連覇なら紛糾必至か。日本相撲協会の諮問機関、横綱審議委員会(横審)の定例会合が25日、東京・両国国技館で開かれた。大相撲秋場所では大関貴景勝(27=常盤山)が幕内熱海富士(21=伊勢ヶ浜)との決定戦を制し、11勝4敗で4度目の優勝を達成。次の九州場所(11月12日初日、福岡国際センター)が綱取りとなるか否かが、大きな焦点となっている。

 横審の内規では「大関で2場所連続優勝、またはこれに準ずる好成績」が横綱推薦の条件。山内昌之委員長(東大名誉教授)は「優勝した事実は相撲史に残る、さんぜんと輝く結果。11勝は優勝の星としては物足りないと感じる人も一部にはいるかもしれないが、優勝できた力士は一人しかいない。この事実が大事」と高く評価。今回の星数は来場所の綱取りを妨げないとの認識を示した。
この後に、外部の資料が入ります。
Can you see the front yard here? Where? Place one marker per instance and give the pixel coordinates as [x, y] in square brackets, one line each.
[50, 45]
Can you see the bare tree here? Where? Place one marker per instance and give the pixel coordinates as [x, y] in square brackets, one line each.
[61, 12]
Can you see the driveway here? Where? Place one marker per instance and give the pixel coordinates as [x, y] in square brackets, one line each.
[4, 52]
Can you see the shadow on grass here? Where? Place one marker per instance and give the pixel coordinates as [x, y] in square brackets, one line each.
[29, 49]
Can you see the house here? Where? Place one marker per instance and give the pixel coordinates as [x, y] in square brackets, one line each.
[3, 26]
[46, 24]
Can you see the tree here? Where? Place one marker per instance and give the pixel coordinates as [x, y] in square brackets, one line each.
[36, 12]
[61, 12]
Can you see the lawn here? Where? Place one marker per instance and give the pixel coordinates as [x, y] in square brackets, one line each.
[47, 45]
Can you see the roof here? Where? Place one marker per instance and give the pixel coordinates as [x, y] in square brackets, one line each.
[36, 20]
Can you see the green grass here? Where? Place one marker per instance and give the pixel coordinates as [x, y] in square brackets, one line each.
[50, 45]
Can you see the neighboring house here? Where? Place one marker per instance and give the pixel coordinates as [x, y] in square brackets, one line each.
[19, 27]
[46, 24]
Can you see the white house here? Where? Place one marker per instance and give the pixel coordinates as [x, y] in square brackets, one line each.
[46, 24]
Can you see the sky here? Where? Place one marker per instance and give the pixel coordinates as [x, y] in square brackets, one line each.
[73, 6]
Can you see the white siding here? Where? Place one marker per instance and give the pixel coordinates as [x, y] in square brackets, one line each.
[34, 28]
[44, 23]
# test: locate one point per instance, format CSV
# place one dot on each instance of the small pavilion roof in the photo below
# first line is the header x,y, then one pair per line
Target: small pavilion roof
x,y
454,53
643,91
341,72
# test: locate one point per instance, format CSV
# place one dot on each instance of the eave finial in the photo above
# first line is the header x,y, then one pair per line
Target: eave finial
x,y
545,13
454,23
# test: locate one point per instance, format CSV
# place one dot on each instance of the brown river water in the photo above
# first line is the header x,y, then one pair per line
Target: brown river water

 一方で、佐渡ヶ嶽審判部長(元関脇琴ノ若)は「11勝ですから…」と低レベルの優勝を理由に慎重な姿勢。実際、1場所15日制が定着した1949年夏場所以降で11勝の優勝は今回を含めて4例しかない。96年九州場所を制した武蔵丸は大関での優勝にもかかわらず、横審の場所後の会合では綱取りが話題にすら上らなかったという。

 しかも、昨年から13勝以上の優勝は3度だけ。12勝以下のVが多発しており、角界内では「来場所も11勝や12勝での優勝ならどうするのか…」と今から心配する声が上がっているほどだ。この日、国技館で会見した貴景勝は「(綱取りは)自分が決めることじゃないので。皆さんに認められて上がれる地位。精いっぱいやって、結果が伴ってくれれば」と意気込んだが…。果たしてどうなるか。